By DNAinfo Staff on January 17, 2011 7:04pm  | Updated on January 18, 2011 7:21am

By Jill Colvin

DNAinfo Reporter/Producer

MIDTOWN — Community Board 5 got the last laugh.

The board voted overwhelmingly to deny a Times Square comedy club's application for a "cabaret license" that would allow dancing after the club's owners failed to produce proof that they'd been ticketed before.

Residents, local block associations and the reverend of a Times Square church had rallied to block the Ha! Comedy Club at 163 W. 46th St. from getting the license for fear the cavernous underground 11,000 square foot space would one day be transformed into a nightclub — something that locals said would be a disaster.

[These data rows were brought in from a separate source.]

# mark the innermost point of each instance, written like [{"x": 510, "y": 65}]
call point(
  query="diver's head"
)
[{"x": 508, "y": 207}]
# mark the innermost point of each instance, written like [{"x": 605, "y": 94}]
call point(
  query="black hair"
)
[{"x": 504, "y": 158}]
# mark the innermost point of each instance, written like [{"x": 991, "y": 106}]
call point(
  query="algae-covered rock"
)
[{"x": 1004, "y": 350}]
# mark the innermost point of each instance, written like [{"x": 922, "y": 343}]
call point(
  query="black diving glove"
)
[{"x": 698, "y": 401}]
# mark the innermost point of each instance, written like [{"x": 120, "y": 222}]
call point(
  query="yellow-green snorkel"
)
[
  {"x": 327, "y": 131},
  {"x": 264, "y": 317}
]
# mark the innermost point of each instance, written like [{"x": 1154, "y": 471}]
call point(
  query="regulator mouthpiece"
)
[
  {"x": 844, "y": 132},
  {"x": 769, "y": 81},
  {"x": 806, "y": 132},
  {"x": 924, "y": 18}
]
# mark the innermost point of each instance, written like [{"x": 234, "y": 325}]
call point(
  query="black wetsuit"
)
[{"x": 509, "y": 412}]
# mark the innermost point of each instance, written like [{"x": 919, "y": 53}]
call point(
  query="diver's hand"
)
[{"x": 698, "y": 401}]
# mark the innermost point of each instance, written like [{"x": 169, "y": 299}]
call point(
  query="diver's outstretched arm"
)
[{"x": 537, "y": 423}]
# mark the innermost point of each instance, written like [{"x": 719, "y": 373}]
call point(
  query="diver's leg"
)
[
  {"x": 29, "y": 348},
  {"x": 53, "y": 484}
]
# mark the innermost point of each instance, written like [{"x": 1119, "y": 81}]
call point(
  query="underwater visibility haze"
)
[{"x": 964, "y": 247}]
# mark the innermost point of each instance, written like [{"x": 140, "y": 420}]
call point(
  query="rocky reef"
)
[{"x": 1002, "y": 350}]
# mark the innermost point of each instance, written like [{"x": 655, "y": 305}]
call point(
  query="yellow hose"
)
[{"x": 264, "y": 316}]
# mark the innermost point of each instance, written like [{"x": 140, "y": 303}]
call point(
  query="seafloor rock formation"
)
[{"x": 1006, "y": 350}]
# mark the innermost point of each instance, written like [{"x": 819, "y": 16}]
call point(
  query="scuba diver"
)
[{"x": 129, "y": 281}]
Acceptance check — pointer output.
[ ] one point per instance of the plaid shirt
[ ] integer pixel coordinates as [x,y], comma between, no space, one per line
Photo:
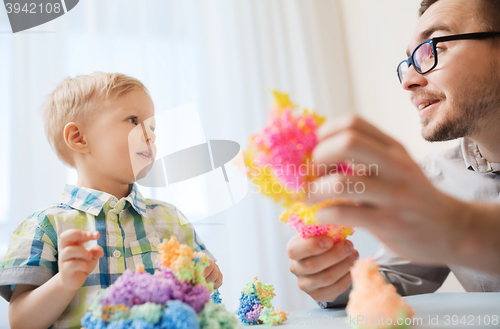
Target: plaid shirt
[130,231]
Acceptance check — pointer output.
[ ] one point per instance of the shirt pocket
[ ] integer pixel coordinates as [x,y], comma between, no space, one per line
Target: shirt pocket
[145,252]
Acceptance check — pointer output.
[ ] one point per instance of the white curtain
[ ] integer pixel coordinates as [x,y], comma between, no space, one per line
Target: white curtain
[223,55]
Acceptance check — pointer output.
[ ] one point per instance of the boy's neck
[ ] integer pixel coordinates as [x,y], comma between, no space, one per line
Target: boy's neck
[117,190]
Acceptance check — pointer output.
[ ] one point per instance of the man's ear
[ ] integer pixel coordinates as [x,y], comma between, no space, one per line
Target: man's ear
[74,138]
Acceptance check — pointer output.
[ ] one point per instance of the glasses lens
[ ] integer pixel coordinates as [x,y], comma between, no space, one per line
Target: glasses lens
[423,59]
[402,69]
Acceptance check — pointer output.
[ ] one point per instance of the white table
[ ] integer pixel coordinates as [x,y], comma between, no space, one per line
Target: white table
[434,311]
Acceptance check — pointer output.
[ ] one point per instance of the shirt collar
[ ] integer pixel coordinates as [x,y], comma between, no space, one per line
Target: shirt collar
[93,201]
[474,160]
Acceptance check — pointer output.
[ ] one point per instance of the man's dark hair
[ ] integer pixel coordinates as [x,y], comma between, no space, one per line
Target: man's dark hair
[488,13]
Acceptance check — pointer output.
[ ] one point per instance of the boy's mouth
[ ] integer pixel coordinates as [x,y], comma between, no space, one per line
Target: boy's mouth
[146,155]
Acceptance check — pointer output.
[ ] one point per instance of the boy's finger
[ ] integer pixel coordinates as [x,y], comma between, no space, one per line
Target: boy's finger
[218,282]
[74,236]
[97,252]
[208,270]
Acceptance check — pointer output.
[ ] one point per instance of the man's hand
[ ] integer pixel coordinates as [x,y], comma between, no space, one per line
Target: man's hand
[213,274]
[75,261]
[395,200]
[322,268]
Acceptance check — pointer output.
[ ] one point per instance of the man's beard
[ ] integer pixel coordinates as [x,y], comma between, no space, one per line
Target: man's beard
[473,107]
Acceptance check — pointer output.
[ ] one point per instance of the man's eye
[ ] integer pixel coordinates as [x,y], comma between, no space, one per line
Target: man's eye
[132,120]
[439,50]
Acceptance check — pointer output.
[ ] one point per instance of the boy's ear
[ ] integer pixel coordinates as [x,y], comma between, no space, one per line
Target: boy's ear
[74,138]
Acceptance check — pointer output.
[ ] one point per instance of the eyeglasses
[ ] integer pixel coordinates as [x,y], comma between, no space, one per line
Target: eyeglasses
[424,57]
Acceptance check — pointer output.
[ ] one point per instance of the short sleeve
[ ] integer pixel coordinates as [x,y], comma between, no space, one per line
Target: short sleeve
[31,256]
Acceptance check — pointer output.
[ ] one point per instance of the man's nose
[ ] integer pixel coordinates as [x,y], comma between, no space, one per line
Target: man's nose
[413,80]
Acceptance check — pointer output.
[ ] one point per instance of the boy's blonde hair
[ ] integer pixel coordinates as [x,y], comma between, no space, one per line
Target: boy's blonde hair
[77,100]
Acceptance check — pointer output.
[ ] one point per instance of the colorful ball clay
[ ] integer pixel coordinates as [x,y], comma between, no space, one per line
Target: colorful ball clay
[279,157]
[373,303]
[279,162]
[255,305]
[174,297]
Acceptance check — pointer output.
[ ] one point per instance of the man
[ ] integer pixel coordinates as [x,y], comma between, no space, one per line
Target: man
[448,217]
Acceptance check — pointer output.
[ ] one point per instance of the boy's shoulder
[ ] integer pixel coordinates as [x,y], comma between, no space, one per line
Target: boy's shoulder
[47,218]
[156,208]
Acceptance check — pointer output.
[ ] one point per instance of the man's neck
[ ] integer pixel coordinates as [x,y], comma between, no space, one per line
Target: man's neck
[490,149]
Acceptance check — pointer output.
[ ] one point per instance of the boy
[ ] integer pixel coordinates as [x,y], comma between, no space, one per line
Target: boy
[60,257]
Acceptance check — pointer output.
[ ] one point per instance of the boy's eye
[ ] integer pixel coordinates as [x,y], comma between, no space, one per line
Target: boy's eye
[132,120]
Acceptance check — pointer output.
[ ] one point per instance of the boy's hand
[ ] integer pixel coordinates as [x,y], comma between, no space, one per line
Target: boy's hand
[75,261]
[213,274]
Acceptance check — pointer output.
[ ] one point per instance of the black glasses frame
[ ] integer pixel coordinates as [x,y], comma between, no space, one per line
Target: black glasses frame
[434,41]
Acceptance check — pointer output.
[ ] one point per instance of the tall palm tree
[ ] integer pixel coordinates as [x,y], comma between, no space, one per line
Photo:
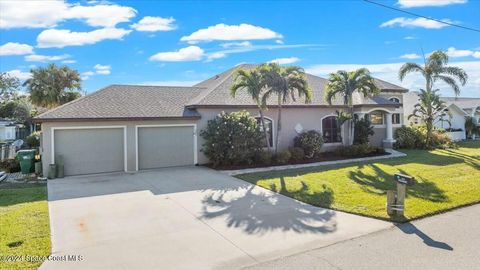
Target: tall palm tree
[286,83]
[345,84]
[252,82]
[435,69]
[52,86]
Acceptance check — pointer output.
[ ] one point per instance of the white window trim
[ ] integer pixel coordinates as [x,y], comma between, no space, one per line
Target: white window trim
[321,131]
[273,130]
[195,154]
[52,135]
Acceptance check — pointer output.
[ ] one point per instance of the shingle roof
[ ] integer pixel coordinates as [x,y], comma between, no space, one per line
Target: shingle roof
[217,92]
[129,101]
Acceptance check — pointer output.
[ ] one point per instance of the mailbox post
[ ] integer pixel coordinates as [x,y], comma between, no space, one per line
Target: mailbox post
[396,198]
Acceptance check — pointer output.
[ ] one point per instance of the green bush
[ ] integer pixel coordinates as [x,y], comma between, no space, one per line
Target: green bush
[297,154]
[358,150]
[283,157]
[232,139]
[311,142]
[33,140]
[363,129]
[10,165]
[409,137]
[264,157]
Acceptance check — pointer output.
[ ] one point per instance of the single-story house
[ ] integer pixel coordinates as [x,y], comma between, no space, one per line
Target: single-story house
[134,127]
[457,108]
[7,130]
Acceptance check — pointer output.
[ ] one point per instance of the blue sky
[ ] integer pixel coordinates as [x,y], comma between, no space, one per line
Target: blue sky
[181,43]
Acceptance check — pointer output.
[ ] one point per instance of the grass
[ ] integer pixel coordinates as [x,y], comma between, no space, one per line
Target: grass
[446,179]
[24,225]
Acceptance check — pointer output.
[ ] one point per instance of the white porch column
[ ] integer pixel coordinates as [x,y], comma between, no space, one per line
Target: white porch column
[389,141]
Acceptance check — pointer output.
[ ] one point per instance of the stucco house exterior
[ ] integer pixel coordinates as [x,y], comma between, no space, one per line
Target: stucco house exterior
[131,127]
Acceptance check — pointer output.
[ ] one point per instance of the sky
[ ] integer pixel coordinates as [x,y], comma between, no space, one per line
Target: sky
[184,42]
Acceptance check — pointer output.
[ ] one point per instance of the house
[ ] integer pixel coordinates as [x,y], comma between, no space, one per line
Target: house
[7,130]
[457,108]
[132,127]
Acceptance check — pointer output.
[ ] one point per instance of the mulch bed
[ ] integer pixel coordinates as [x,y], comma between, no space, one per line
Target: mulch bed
[326,156]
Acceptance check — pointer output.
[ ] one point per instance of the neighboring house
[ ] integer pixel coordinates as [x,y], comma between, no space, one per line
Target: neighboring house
[7,130]
[455,112]
[132,127]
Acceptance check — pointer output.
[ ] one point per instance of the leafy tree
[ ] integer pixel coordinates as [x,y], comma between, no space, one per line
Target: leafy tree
[345,84]
[9,87]
[53,86]
[252,82]
[434,69]
[286,83]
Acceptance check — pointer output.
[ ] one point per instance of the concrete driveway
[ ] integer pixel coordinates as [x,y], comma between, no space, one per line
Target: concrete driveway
[184,218]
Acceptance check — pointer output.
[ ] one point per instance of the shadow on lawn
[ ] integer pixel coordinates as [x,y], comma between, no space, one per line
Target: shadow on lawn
[257,211]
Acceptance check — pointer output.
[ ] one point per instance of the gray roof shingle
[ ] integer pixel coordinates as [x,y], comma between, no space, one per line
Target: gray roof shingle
[129,101]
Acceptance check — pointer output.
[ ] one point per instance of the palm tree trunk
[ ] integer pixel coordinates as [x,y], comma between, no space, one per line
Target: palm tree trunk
[279,123]
[267,139]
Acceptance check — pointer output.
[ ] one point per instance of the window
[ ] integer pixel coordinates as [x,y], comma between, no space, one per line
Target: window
[332,132]
[269,126]
[376,118]
[396,100]
[396,118]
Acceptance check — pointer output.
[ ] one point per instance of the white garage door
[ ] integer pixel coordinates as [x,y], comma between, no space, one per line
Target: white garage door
[165,146]
[89,151]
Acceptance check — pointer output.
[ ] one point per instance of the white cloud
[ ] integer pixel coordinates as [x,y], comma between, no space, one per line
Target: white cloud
[428,3]
[19,74]
[45,14]
[61,38]
[153,24]
[285,61]
[101,69]
[231,32]
[413,81]
[45,58]
[418,22]
[14,48]
[410,56]
[190,53]
[236,44]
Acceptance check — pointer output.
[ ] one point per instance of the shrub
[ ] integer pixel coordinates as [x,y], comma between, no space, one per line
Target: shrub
[264,157]
[33,140]
[297,153]
[311,142]
[10,165]
[363,129]
[409,137]
[358,150]
[232,139]
[283,157]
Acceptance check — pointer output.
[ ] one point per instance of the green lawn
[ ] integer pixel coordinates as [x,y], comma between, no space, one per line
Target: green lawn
[24,225]
[445,179]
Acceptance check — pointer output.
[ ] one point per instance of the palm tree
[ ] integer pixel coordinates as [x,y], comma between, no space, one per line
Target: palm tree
[344,84]
[252,82]
[286,83]
[435,69]
[52,86]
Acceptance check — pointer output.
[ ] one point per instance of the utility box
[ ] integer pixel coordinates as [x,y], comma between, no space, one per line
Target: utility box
[26,159]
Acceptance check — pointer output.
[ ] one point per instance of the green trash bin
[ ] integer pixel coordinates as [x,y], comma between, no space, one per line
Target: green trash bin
[26,159]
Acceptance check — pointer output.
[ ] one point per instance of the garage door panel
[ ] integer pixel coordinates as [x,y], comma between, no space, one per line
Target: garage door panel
[165,147]
[88,151]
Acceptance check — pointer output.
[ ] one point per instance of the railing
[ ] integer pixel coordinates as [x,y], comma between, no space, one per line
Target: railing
[7,151]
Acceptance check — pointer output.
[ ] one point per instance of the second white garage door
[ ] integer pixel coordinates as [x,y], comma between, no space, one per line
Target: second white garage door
[165,146]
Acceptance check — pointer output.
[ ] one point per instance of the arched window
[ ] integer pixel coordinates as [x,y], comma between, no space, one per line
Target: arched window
[396,100]
[269,126]
[331,130]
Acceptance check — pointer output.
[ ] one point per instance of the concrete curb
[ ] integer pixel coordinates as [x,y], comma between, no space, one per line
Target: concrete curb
[393,154]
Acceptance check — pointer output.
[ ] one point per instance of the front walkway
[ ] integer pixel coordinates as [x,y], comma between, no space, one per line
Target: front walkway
[185,218]
[446,241]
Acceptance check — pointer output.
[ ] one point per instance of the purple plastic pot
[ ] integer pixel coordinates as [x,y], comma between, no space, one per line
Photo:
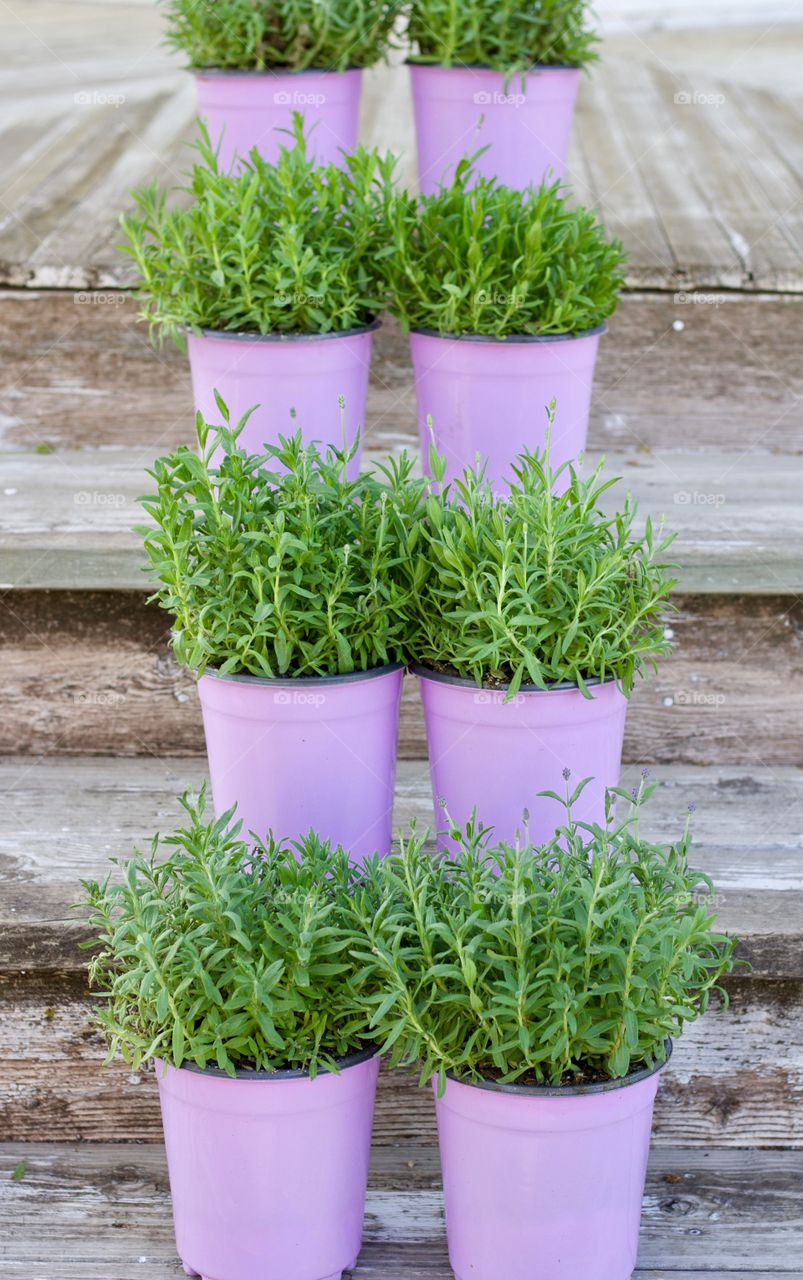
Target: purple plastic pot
[306,753]
[268,1171]
[496,757]
[544,1184]
[296,379]
[461,109]
[251,109]
[488,397]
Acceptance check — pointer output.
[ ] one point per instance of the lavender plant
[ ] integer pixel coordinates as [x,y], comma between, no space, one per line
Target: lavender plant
[562,964]
[477,257]
[218,952]
[275,563]
[281,35]
[534,586]
[505,35]
[286,247]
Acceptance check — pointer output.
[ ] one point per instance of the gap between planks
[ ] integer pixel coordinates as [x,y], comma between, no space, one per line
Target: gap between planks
[717,1215]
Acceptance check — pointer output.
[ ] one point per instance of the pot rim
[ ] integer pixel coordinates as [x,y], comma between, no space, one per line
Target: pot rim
[512,338]
[277,73]
[240,336]
[243,677]
[483,67]
[295,1074]
[445,679]
[567,1091]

Ha!'s owners, meanwhile, maintained they had no intention of starting a dance club and only wanted permission to stage Off-Broadway shows where audience members could get up and dance in the aisles.

In a compromise earlier this month, the board's Public Safety and Quality of Life committee voted to recommend approving the license, but only on the condition that the owners produce evidence that they'd been fined for illegal dancing, which Ha! owners they said they had. The board also asked to see a copy of Ha!'s lease, which manager Anthony DiNapoli, 41, said barred him from trading his mic stands for DJ booths.

Committee chair Nicholas Athanail said the owners of Ha! failed to submit the documents in time for last week's full board vote. As a result, the board voted to deny the application.

"They failed to deliver any summons and we couldn't find any. They didn't deliver their lease," Athanail said.

The club's management slammed the decision Monday, saying that the board should have waited.

"I think it was unfair," said Teddy Gonzalez, who represents Comedy Club of NYC, which operates Ha!

Gonzalez said the owners were searching for the summonses, but hadn't been able to locate them yet.

"They should have at least postponed it," Gonzalez said.

Residents, meanwhile, were celebrating the news.

"Thank you so much," an excited Kathleen Cromwell, one of the staunchest opponents of the license, said following the vote.

Cromwell, a member of the West 46th Street Block Association who has lived on the block for 30 years, had argued the residential block was already saturated with bars and that a dance club would have been unbearable.

Gonzalez said the club's best option is likely to postpone filing an application with the Department of Consumer Affairs and to re-apply with the board at a future date.